Our study had several limitations. First, we analyzed coverage policies only from private insurers. Because Medicaid covers almost half of all births in the United States,39 future analyses examining Medicaid coverage will be informative. In addition, we were limited by the level of detail provided in the coverage policies by each payer, and the policies were highly variable in their detail and clarity. Our conclusions may not reflect the actual evidence review processes undertaken by individual payers. Finally, all of the payers that expanded cfDNA screening coverage to average-risk pregnancies were Blue Cross Blue Shield plans, although not all of the Blue Cross Blue Shield plans analyzed covered average risk. Although each plan makes independent coverage decisions, its actions may be interdependent in ways that are unknown to us as researchers.

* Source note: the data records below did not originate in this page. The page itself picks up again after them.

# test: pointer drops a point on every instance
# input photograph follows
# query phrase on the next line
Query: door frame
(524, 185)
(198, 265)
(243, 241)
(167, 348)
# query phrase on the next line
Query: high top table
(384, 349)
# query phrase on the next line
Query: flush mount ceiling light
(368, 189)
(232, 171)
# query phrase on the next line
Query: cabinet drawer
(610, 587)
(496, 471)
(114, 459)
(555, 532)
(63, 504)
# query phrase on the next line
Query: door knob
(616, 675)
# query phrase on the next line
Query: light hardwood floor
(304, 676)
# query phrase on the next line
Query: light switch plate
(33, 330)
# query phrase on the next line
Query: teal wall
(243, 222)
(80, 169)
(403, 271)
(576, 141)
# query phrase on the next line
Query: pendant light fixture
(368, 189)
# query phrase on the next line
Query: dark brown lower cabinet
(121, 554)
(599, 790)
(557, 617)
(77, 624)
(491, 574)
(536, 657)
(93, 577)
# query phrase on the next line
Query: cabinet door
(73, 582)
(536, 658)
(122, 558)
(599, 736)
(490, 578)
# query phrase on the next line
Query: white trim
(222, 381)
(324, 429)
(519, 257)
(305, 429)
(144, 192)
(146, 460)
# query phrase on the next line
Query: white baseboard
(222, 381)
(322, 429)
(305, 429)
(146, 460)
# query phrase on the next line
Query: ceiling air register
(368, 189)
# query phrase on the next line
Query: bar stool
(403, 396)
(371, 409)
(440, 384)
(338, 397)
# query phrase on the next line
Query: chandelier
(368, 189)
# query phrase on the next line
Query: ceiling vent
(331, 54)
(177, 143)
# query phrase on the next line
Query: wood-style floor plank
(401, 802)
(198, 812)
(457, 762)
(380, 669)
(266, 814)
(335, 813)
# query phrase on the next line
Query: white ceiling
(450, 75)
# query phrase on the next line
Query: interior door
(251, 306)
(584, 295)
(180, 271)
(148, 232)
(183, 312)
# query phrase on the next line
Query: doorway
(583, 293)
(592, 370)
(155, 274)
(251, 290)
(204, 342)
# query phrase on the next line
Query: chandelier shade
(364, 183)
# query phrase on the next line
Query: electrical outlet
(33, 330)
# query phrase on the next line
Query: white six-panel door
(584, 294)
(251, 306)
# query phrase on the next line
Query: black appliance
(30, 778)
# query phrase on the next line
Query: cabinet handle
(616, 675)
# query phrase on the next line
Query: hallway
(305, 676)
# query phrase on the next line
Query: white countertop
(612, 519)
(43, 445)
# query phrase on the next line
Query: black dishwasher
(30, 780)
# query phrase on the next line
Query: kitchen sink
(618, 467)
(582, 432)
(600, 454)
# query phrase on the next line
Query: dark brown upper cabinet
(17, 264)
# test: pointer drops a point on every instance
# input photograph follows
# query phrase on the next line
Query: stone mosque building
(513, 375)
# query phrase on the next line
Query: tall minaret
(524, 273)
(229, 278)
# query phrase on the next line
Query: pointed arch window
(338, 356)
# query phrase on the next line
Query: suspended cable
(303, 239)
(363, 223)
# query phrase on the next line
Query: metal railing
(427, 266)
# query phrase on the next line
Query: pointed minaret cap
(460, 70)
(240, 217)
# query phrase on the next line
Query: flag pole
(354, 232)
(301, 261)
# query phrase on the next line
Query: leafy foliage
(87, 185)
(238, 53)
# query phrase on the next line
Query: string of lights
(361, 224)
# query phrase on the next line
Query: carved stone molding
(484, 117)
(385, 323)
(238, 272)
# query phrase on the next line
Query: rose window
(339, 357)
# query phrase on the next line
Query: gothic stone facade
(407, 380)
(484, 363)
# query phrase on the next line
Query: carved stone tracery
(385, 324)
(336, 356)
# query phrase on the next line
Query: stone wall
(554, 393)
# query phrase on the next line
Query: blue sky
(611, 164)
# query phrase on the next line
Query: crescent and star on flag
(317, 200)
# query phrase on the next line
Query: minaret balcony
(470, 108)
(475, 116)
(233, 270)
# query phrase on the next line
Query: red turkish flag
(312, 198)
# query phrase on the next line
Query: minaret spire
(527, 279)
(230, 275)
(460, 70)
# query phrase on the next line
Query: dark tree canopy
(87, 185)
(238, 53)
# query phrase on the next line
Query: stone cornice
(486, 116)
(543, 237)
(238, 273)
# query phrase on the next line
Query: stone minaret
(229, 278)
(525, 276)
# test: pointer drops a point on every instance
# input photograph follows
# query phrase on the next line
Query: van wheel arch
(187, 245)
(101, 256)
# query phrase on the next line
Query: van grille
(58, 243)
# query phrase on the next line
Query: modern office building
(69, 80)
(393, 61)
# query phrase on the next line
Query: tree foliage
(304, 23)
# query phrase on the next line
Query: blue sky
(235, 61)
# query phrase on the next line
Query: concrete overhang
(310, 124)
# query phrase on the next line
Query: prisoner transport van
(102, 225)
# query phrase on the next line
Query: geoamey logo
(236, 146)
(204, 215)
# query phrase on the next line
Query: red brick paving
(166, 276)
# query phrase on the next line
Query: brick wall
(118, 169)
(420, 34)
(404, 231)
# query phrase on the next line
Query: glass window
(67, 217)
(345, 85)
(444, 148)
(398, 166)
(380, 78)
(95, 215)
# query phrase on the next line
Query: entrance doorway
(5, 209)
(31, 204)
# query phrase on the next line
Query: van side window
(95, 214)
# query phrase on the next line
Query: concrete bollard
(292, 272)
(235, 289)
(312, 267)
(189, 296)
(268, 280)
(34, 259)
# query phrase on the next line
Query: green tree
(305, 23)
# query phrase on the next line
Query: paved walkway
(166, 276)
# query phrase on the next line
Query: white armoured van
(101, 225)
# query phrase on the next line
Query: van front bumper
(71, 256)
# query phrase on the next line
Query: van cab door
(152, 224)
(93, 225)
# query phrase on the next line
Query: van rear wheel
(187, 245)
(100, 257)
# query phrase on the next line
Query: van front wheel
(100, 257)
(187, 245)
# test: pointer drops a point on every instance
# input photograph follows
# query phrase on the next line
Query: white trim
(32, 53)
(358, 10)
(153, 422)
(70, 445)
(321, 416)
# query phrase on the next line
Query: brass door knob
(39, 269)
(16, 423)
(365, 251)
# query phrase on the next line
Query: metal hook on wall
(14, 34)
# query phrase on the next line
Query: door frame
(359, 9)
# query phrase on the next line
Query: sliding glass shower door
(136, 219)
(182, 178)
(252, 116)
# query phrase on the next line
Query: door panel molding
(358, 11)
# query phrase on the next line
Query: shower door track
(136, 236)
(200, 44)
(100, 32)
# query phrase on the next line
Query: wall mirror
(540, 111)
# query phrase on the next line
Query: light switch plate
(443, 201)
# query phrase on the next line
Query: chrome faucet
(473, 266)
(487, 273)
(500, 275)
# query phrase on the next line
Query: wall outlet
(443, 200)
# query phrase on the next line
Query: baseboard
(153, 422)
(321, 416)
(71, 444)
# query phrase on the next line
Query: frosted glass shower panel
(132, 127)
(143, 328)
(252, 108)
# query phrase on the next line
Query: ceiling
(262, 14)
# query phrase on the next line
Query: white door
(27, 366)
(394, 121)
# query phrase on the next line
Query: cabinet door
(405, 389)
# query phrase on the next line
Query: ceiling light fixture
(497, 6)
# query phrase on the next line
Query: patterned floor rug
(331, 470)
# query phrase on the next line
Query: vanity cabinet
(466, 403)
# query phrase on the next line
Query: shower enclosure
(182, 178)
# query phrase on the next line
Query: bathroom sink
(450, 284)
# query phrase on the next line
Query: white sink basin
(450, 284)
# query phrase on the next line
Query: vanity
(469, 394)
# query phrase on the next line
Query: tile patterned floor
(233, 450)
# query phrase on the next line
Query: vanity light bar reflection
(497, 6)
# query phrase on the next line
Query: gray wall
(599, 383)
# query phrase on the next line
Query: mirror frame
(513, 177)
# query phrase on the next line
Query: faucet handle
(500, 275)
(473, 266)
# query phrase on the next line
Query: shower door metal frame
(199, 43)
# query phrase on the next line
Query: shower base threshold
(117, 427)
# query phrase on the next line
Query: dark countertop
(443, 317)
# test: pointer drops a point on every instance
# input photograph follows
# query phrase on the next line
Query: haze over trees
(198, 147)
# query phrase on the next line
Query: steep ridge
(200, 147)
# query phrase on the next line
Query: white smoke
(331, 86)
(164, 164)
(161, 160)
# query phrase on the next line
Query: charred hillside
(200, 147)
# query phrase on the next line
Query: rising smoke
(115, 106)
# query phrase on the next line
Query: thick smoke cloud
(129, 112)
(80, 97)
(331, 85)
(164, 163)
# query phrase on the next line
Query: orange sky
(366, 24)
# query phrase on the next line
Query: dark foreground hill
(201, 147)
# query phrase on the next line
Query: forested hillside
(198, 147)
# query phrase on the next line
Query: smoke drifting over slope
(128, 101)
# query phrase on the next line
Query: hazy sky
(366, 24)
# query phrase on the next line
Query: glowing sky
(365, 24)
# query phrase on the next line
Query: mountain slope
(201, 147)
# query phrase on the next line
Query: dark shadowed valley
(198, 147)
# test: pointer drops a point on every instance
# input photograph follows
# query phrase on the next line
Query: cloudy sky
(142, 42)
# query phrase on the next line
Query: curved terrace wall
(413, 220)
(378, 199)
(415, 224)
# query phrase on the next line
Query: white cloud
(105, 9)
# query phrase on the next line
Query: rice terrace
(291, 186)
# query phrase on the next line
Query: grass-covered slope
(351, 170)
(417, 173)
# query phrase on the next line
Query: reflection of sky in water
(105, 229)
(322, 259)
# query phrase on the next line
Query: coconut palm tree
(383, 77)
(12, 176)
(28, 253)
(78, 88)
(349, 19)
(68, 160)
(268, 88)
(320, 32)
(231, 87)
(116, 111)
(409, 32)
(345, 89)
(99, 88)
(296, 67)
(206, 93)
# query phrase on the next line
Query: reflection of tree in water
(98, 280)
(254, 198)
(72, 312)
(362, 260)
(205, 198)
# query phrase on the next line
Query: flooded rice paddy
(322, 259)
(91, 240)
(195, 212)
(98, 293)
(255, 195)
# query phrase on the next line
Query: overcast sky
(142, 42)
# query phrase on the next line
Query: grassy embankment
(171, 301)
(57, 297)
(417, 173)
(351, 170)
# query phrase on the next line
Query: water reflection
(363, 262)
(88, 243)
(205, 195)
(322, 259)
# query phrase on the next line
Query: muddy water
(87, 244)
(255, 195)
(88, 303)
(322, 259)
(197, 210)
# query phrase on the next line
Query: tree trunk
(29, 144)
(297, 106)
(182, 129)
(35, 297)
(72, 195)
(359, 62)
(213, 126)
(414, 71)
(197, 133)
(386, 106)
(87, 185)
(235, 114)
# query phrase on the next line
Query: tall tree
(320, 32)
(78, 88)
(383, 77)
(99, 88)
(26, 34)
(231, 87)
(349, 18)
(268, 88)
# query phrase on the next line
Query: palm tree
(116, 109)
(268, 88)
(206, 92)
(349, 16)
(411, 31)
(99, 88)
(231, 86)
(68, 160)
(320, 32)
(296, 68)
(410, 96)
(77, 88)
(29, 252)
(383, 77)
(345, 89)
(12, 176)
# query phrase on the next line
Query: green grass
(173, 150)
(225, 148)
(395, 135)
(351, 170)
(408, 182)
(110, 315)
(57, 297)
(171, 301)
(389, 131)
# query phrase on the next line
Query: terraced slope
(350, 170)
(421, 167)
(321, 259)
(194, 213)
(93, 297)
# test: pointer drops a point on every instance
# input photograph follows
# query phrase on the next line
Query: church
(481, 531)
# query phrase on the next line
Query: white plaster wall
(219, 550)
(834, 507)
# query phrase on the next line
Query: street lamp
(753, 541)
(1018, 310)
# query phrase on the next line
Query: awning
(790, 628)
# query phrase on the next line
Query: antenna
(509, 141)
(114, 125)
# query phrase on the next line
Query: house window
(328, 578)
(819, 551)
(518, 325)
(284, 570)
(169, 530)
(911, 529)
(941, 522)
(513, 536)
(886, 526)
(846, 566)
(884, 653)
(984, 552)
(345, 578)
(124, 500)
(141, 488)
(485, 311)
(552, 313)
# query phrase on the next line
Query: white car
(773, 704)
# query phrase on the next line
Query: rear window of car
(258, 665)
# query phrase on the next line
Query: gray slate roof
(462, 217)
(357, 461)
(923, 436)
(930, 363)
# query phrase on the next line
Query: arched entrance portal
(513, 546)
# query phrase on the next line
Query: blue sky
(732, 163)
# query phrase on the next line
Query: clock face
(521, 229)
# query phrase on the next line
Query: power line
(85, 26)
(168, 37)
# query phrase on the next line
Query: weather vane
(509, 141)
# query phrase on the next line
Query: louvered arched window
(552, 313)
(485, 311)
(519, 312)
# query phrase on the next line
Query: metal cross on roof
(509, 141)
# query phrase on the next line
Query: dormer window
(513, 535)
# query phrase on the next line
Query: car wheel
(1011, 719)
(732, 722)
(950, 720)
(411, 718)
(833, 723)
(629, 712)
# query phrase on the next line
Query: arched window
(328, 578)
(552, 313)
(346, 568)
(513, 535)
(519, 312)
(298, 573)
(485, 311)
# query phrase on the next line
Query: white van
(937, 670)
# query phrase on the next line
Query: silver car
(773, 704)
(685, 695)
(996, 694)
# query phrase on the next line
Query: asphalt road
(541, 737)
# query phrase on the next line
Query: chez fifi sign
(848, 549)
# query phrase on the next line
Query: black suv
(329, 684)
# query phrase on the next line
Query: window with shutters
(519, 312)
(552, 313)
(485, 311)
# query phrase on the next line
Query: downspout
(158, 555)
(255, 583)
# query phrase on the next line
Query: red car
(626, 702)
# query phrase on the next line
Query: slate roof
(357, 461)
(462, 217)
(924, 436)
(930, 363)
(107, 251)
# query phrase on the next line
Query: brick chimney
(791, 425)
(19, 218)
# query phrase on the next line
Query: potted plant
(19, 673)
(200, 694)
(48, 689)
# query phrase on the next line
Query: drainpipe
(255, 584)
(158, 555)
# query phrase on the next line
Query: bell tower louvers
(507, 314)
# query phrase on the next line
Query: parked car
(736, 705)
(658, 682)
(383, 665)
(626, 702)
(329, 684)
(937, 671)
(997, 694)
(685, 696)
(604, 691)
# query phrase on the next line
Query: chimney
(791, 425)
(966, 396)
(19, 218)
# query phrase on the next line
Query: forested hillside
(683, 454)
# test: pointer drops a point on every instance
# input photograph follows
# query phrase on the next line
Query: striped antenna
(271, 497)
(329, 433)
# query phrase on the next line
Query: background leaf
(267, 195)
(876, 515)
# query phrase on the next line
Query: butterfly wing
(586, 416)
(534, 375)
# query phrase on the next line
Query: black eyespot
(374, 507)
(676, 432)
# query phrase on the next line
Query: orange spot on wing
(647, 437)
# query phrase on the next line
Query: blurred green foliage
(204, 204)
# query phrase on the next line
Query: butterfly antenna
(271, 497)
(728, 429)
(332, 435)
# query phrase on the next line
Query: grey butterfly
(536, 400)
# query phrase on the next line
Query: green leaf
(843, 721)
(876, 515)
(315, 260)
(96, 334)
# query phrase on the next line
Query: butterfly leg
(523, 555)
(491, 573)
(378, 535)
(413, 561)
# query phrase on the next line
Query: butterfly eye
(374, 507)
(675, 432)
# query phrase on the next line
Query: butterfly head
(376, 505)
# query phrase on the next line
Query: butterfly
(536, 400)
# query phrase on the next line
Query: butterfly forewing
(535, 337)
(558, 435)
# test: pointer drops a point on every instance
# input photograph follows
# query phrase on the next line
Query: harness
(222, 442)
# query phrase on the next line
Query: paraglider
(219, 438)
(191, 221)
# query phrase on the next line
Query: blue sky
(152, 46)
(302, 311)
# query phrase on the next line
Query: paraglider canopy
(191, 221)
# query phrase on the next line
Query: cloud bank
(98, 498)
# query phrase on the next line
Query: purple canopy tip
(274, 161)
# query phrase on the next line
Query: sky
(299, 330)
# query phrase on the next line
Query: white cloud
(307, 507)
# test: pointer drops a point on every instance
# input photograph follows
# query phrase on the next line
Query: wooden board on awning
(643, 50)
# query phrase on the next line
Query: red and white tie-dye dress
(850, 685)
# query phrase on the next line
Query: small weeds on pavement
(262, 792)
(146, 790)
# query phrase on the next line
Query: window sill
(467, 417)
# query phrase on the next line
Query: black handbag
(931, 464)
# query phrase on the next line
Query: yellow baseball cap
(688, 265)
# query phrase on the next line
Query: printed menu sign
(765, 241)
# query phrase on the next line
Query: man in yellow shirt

Our analysis revealed that cfDNA screening has received broad and rapid private payer coverage in certain indications, unlike other new sequencing-based tests that have faced reimbursement challenges. There are general concerns about the breadth and complexity of massively parallel sequencing–based tests being a barrier to informed coverage decision making. These concerns were overcome in cfDNA screening by widespread availability of adequate clinical validity and clinical utility evidence in high-risk pregnancies. Given the expansion of cfDNA screening to other genetic conditions and even the entire fetal genome,40 our analysis of the evidentiary framework used in payer decision making may serve as an indicator for test developers and researchers regarding likely hurdles to be confronted in payer coverage decisions going forward. One caveat, however, is that the first cfDNA screening indications receiving positive coverage decisions were syndromes such as Down syndrome, for which there is extensive knowledge about the natural history and management of the condition. As cfDNA screening expands into screening for more clinically heterogeneous genetic conditions for which fewer data are available regarding medical implications and management, the appropriate clinical follow-up after a positive test result is less clear and the likelihood that modeling studies of clinical utility will suffice for decision making is undetermined. Moreover, payers continue to evaluate each chromosomal abnormality as a separate test without any evidence of viewing cfDNA screening as a “panel” that has advantages because it can screen for multiple conditions simultaneously.

In addition, as use of cfDNA screening continues to grow, appropriate genetic counseling services have been identified as a foreseeable bottleneck, particularly concerning issues of informed decision making when cfDNA screening is used in low-risk populations for a particular condition for which even highly specific tests will have high proportions of false-positive results. Positive coverage of cfDNA screening has enabled expansion of cfDNA screening tests into routine care, but much remains to be learned about the implementation and outcomes of expanded use of these complex sequencing tests in practice.


The authors declare no conflict of interest.